Chiaro il ragionamento dei giudici, a leggere le motivazioni depositate in questi giorni: ergastolo per Luigi Cutarelli, giovane e fedelissimo killer di Carlo Lo Russo, autore dell’agguato e del colpo di grazia che a novembre del 2015 provocò la morte di Pietro Esposito; 16 anni al mandante, vale a dire a Carlo Lo Russo, per il quale scattano i benefici della collaborazione con la giustizia; 12 anni per Antonella De Musis (anch’essa sotto protezione dopo aver collaborato con la giustizia); 18 anni per Rosario De Stefano, che avrebbe svolto un ruolo «decisivo ma pur sempre sussidiario» nella individuazione degli obiettivi da abbattere.

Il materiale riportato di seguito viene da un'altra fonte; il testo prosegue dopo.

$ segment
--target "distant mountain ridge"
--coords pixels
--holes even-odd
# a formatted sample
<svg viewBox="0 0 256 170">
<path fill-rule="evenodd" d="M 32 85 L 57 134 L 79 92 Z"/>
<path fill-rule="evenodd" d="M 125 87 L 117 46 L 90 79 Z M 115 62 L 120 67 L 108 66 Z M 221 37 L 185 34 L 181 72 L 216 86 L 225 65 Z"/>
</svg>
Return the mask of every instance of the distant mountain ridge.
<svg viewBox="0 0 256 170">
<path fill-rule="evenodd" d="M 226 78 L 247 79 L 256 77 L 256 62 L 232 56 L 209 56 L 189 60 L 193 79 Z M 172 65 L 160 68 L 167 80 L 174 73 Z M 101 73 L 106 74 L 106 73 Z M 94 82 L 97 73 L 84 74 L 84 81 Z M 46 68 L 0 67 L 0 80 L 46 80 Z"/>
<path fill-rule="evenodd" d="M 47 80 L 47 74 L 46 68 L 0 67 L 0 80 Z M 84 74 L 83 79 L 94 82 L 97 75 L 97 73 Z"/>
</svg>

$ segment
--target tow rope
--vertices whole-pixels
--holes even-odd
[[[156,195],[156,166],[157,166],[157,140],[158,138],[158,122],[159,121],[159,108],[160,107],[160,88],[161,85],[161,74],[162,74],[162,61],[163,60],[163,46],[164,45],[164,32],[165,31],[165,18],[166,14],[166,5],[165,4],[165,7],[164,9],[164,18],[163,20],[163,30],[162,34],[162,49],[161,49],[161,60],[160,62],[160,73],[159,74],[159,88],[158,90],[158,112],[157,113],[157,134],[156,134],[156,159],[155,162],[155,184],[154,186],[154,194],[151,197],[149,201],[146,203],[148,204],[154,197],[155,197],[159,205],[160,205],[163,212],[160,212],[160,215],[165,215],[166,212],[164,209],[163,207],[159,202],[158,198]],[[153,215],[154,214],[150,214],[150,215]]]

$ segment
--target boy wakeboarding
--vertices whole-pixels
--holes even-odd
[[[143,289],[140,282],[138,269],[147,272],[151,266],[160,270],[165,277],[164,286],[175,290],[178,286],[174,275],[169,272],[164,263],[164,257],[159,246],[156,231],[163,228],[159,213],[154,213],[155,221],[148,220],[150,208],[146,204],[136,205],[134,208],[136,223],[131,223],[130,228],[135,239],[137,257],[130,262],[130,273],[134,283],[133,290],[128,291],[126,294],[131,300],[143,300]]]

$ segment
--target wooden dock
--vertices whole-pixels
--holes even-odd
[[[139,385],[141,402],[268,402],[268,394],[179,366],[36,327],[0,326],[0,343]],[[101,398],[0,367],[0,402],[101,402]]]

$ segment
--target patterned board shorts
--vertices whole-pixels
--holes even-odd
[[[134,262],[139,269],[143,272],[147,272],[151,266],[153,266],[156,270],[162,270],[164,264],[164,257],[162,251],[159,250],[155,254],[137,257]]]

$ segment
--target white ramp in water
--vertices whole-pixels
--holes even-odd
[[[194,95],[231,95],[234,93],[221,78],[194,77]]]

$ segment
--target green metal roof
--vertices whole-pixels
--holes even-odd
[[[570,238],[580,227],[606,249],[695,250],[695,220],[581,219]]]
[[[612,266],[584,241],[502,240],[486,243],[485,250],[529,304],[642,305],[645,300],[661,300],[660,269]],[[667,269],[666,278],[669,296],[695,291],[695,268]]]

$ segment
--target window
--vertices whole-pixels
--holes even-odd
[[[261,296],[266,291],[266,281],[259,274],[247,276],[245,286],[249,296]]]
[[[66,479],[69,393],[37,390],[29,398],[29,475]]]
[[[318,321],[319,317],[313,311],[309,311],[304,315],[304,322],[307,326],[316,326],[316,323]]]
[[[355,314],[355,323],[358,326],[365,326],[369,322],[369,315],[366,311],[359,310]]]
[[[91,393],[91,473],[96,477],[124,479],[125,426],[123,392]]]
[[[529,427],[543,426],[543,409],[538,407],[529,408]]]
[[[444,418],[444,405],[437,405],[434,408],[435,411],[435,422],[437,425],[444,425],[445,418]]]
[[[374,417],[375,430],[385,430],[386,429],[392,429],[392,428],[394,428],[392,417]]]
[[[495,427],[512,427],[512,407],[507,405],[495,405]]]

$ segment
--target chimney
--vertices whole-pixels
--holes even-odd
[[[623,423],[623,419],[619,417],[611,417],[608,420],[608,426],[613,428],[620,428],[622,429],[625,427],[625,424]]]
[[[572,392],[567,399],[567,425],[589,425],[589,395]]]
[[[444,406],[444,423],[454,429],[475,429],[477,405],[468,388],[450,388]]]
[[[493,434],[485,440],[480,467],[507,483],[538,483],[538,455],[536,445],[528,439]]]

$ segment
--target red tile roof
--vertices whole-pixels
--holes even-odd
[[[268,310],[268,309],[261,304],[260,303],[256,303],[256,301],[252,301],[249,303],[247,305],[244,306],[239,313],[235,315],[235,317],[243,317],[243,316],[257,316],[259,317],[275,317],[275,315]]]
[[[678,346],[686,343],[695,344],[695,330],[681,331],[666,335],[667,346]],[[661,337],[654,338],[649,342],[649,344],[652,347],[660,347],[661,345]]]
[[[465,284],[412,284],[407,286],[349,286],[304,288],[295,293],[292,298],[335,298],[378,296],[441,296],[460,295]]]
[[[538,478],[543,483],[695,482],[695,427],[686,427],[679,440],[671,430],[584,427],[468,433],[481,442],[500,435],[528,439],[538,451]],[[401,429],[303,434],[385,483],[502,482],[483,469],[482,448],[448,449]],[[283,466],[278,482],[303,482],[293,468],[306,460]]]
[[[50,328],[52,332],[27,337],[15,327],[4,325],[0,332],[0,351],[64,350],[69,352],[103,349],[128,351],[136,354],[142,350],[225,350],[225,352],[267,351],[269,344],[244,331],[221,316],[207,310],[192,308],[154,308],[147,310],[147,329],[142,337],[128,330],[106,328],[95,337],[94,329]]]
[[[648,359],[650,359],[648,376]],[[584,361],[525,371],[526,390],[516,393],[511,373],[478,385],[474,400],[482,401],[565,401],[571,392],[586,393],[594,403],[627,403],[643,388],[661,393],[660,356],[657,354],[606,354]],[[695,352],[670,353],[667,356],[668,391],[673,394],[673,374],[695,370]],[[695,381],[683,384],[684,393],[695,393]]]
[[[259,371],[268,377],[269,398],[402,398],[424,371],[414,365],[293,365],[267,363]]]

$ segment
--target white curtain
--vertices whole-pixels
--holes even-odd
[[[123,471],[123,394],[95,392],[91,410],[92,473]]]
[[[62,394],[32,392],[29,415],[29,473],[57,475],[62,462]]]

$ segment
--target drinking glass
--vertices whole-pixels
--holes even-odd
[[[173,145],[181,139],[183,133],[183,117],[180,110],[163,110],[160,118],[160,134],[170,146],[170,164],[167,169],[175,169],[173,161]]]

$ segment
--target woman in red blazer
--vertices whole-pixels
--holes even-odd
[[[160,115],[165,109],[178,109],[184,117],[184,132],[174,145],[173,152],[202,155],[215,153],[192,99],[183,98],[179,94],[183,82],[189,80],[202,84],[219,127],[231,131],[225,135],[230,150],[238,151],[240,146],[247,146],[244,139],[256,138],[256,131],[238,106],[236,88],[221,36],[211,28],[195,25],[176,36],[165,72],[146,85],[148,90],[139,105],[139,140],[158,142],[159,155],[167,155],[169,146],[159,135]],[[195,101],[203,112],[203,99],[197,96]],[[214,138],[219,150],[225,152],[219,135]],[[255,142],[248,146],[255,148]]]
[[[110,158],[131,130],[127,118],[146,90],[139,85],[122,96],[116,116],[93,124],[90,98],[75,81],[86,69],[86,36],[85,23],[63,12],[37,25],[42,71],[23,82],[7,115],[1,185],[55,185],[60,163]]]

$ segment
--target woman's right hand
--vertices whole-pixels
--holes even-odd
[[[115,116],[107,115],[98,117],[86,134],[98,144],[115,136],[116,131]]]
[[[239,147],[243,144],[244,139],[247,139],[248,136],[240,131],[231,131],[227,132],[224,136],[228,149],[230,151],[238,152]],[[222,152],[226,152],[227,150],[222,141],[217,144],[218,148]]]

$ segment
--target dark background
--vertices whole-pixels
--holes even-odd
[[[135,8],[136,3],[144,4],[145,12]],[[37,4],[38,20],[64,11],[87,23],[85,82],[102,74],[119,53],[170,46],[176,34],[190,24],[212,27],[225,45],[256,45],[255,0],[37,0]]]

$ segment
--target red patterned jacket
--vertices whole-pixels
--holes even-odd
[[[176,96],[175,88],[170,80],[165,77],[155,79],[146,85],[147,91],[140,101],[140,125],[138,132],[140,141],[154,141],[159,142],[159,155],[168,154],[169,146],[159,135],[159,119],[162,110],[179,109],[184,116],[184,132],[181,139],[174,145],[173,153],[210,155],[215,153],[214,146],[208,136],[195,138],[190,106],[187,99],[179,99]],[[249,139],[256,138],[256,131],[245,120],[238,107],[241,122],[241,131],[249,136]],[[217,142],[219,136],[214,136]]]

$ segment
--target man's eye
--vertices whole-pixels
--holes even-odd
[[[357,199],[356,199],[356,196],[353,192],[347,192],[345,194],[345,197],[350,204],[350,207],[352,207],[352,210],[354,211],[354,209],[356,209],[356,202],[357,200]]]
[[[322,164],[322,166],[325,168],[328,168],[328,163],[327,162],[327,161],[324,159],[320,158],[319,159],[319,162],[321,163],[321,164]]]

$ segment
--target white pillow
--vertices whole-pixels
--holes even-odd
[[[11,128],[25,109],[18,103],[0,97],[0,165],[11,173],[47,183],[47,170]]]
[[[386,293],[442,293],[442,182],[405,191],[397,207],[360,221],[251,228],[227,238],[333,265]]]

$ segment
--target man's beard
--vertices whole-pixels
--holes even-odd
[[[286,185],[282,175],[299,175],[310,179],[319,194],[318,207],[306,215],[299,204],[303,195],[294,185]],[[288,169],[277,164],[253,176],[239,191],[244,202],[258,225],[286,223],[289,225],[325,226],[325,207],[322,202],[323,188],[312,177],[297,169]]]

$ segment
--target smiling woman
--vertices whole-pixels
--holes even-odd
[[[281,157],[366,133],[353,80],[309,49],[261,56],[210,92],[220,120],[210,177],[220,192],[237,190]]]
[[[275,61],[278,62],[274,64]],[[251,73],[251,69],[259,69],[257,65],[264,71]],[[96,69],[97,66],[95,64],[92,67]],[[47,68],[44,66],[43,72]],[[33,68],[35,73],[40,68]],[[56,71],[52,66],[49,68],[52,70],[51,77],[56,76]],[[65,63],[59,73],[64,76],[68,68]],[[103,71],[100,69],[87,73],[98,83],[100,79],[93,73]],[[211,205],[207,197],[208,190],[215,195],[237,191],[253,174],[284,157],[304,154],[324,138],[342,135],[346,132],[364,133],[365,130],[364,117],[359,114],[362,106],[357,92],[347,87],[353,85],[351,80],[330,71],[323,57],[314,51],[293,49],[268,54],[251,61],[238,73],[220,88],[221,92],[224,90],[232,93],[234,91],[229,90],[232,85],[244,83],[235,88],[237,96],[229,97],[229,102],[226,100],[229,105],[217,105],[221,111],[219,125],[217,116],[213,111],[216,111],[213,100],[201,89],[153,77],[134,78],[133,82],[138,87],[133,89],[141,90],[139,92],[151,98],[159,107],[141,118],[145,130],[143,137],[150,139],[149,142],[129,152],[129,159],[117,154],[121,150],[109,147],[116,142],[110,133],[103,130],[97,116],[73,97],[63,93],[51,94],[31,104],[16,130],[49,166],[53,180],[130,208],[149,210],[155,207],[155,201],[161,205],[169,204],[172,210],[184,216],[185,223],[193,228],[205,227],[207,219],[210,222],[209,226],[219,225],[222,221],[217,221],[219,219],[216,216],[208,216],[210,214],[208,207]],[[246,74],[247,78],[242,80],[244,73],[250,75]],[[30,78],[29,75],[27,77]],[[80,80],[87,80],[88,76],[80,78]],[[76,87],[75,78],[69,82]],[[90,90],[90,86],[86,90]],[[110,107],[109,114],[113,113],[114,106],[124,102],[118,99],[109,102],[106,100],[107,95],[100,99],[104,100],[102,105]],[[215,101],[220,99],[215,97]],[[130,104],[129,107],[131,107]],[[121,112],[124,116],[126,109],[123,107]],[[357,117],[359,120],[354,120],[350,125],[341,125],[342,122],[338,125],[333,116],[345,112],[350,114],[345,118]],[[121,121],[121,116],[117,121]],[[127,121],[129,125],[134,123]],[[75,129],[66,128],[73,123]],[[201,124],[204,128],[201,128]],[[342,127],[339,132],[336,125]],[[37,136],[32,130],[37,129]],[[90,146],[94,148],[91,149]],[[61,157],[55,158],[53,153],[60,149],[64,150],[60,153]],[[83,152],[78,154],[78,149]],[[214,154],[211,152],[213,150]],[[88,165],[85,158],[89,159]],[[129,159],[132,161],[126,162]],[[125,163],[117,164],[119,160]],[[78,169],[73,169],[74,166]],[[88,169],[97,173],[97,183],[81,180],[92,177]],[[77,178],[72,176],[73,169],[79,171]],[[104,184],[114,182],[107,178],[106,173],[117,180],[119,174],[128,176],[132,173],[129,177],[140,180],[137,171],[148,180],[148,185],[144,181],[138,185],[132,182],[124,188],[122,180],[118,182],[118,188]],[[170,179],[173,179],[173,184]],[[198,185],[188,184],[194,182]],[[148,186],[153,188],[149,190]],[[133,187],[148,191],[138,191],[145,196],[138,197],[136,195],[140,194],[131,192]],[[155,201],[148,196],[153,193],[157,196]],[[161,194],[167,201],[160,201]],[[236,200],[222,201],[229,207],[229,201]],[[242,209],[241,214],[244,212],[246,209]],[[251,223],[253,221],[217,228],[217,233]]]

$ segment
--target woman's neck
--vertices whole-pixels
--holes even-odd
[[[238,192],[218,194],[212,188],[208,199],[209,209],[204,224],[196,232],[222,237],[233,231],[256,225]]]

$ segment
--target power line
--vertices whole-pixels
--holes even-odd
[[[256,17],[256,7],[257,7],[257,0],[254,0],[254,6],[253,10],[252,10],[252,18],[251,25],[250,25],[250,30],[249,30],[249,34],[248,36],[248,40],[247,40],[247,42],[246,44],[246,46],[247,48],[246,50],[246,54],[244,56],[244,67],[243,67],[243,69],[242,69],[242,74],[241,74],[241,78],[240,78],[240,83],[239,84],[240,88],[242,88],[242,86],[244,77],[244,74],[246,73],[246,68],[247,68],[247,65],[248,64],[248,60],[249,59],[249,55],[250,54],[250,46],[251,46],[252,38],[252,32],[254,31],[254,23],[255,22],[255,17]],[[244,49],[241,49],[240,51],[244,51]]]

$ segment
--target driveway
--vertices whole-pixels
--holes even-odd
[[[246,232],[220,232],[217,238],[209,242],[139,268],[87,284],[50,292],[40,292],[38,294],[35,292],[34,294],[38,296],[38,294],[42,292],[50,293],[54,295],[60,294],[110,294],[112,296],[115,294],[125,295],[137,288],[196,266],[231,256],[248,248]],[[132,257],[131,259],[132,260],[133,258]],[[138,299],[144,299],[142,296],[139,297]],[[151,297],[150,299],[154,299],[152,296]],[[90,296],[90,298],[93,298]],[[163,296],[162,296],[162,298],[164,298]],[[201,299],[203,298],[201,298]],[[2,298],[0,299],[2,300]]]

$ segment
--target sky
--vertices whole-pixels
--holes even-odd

Una sentenza che conferma il lavoro svolto dal pm Enrica Parascandolo, magistrato in forza al pool anticamorra del procuratore aggiunto Filippo Beatrice, titolare delle indagini anche sul delitto Cesarano, 17enne ucciso per errore alla Sanità nello stesso scenario criminale. Ma torniamo ai motivi depositati in questi giorni dal gup Alfano, che entra nelle abitudini e nelle pieghe di un clan capace di resistere ad almeno due decenni di storia camorristica.